Endurance, Part II
By Tim Egart, CFP®, AIF®
Last year, we shared a blog describing the harrowing experience of Ernest Shackleton and his crew as they embarked on a journey to cross the Antarctic continent. See that blog post here. While our current bear market pales in comparison to their life and death experience, we sought to connect the adventure in two ways:
- Certain investing seasons can often make us feel like we’re “drifting at sea” hoping for a lifeline.
- We must endure our present circumstances if we are to fully enjoy the ultimate recovery.

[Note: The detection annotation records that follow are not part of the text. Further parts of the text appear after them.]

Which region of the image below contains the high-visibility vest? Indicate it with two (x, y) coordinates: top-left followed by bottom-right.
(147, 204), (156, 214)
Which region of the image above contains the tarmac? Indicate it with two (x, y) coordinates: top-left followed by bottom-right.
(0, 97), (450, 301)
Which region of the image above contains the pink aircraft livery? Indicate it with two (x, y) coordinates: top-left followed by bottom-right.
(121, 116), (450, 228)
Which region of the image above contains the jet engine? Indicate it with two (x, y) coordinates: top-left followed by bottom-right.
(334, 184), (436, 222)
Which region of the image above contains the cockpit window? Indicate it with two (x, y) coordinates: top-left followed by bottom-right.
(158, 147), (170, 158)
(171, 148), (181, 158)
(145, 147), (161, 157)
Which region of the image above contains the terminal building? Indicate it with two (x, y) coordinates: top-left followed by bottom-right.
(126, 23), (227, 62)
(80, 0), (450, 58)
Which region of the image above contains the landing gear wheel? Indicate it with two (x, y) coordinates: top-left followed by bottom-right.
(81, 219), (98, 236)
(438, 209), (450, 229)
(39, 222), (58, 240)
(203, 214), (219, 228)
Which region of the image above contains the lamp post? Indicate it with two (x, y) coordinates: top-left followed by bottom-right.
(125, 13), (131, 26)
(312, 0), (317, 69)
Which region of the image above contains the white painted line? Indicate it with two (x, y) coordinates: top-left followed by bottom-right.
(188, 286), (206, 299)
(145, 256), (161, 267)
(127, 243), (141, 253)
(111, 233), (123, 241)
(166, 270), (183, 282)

To that end, below is a recap of some of that data with a bit more thought surrounding our current market. As a reminder, this timeline1 encompasses a 50-year history of other bear markets (i.e. a decline of 20% or more):
As of March 14, 2023, the S&P 500 is hovering around an ~18% decline since the market high on January 4, 2022. The S&P 500 bottomed out in October 2022 with a ~24% decline. Whether we re-test those lows in this cycle or not is anyone’s guess, but that’s not quite the point. As we noted before, the challenge for many investors isn’t as much the magnitude of the decline (though it can be), but the length of the bear market. To some investors, the consistent volatility combined with an inability to make any material positive headway makes this market feel like “death by a thousand cuts.” Thus, our behaviors and emotions become even more important in markets like this. One of our favorite ways to describe how our emotions impact our ability to generate long-term wealth can be described in the illustration below2:
When markets make us feel invincible, we’re actually at the point of maximum financial risk. When markets cause emotional despair, it can be a point of greatest financial opportunity. As an example, we’ll examine the events of March 2009 and the Global Financial Crisis. While there was fear, angst, and despondency in the markets during that time, a well-diversified investor that consistently rebalanced came through that experience and went on to higher highs. We can debate which emotions the current market is provoking, but it’s certainly hard to argue anyone is excited, thrilled, or euphoric. Thus, it’s critical to separate our emotions/behaviors from the application of a well-thought-out financial plan focused beyond our current market experience.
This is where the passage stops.